By Danny P. Bicknell, Tara Raghuveer, and Pratyusha Yalamanchi

For students, navigating Harvard's decentralized waters can be a challenge. From reserving rooms to applying for organization grants to determining which administrator may be able to address your student group's concern, there seems to be a convoluted process and opaque leadership structure within each University body. Advocates, activists, and academics who seek solutions to pressing issues often find themselves expressing disjointed islands of voices that fail to reach the relevant bodies and affect change.

Simply put, Harvard is a complex place.

It is time to provide a forum for student voice on Harvard's campus and to bridge the gap between students and administrators. Through a number of initiatives that seek to address administrator accountability and better connect the Undergraduate Council to its constituents, we hope to institutionalize a means of communication and student voice on campus. In that endeavor, we ask for your involvement and support.

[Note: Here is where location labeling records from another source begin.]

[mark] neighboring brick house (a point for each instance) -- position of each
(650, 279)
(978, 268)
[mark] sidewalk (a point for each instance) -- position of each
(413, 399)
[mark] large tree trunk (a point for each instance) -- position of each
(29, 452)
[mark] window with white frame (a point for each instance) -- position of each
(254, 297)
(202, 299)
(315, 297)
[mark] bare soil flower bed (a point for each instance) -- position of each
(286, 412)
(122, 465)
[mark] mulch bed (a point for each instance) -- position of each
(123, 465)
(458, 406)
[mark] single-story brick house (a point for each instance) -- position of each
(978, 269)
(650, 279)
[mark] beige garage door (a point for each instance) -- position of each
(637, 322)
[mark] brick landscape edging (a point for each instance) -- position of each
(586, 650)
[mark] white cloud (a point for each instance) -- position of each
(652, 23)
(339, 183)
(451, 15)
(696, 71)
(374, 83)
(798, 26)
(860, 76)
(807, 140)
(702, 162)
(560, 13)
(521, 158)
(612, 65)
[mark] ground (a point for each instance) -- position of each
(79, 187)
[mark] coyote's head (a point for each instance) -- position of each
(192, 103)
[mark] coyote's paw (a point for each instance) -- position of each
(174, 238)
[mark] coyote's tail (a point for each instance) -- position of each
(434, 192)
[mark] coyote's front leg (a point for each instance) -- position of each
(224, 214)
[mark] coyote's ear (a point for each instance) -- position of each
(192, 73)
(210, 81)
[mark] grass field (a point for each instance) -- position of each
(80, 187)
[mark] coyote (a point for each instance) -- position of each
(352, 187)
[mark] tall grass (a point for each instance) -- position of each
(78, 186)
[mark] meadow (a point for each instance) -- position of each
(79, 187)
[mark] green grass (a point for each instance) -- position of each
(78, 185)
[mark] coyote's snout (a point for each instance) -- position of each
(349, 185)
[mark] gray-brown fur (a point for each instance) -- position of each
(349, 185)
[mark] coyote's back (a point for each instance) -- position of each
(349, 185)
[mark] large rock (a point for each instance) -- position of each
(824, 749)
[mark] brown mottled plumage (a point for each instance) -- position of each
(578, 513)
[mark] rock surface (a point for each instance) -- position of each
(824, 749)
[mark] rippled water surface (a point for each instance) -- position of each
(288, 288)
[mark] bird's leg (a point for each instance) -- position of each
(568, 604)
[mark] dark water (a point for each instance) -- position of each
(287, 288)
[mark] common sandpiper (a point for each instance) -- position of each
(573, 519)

As per Dean Evelynn M. Hammonds’ recommendation, the College formed a Task Force on Student Voice this semester. Composed of students, faculty, and administrators, the task force seeks to investigate and address communications issues between these bodies.

As the committee problem-solves, we ask you to share your thoughts about the values that should guide student involvement in College matters via the dinner focus groups this week or the online comment box. Specifically, how can communication be improved among College administrators, faculty, student leaders, and students at large? What are the best ways for administrators to get student input on a variety of issues?

It is important for student leaders to understand the governance structures of Harvard College, FAS, and Harvard University in order to most effectively engage with our campus about student life issues. Rather than taking on an adversarial approach, we want to establish relationships between students and administrators in both formal and informal settings to facilitate effective communication.

Thanks to recently established bi-weekly/monthly Office of Student Life office hours, students can now drop into University Hall with their concerns without scheduling an appointment several weeks in advance.

As the first of our "Meet the Deans" luncheon series, the UC hosted a student-admin lunch this past week in Lowell Small Dining Room with Mike Smith, Dean of Faculty of Arts and Sciences, Thomas A. Dingman ’67, Dean of Freshman, Dean Joshua G. McIntosh, Dean Emelyn A. Dela Pena, and Dean David R. Friedrich of OSL. Twenty students, who signed up via the UC Weekly e-mail circulated to all of the House and Dorm lists and on the UC website, joined the Deans over an informal lunch that discussed everything from rejection at Harvard to the cheapest eats in the Square.

On April 27, Dean Hammonds and Jay L. Ellison, Secretary of the AdBoard, will participate in the second luncheon of our series, and we encourage students to sign up this week. By forging personal relationships between students and administrators in these informal settings, we may be better poised to achieve cooperative solutions to campus concerns.

In conjunction with our efforts to achieve effective communication between students and administrators, we realize that the UC must also address its own accountability to the student body. We have launched a number of initiatives to establish a culture of transparency and accessibility.

The UC recently published its first Annual Report that outlines its funding and advocacy work as well as current initiatives. A Mid-Year report, which will include recent advocacy initiatives like bringing coffee to FlyBy and making Lamont Library 24/7 during Reading Period, will be published in May. We hope these initiatives can better inform students of the UC’s current role and future goals.

The UC President and Vice President, hold bi-weekly office hours (times are found on the website and in the UC Weekly), typically in Lamont Cafe and most recently, in Cabot Cafe, to engage with student concerns and solicit feedback. Similarly, the UC Treasurer and Finance Committee Chair now hold weekly office hours to distribute checks and provide assistance in the grant application process.

Through UC Study Breaks, House and Yard UC reps chat with their constituents over food once a semester, and through our HoCo liaison program, reps stay updated on House Life by connecting with their HoCo members.

Finally, our UC Town Hall Initiative aims to bring students face-to-face with the issues they care about and give a voice to undergraduate concerns. The recent Responsible Investment Town Hall, which included panelists from Harvard Management Corporation and Harvard Business School, provided a necessary forum for discussion of Harvard's investment practices and brought an emerging student concern to the attention of the administration and the greater campus community.

Harvard, if you have complaints, please voice them. If you want to pursue an initiative on campus, let us know how we can help. Write an email to your UC representative with questions if you have them. Particularly impassioned? Speak to us in person. We sincerely believe that students should have a stronger, more unified, productive voice on campus, in communicating with each other and with the administration. This school can feel more like a distant institution than a place where we all live and study; students should be changing that, and we really want to help. Speak up, Harvard.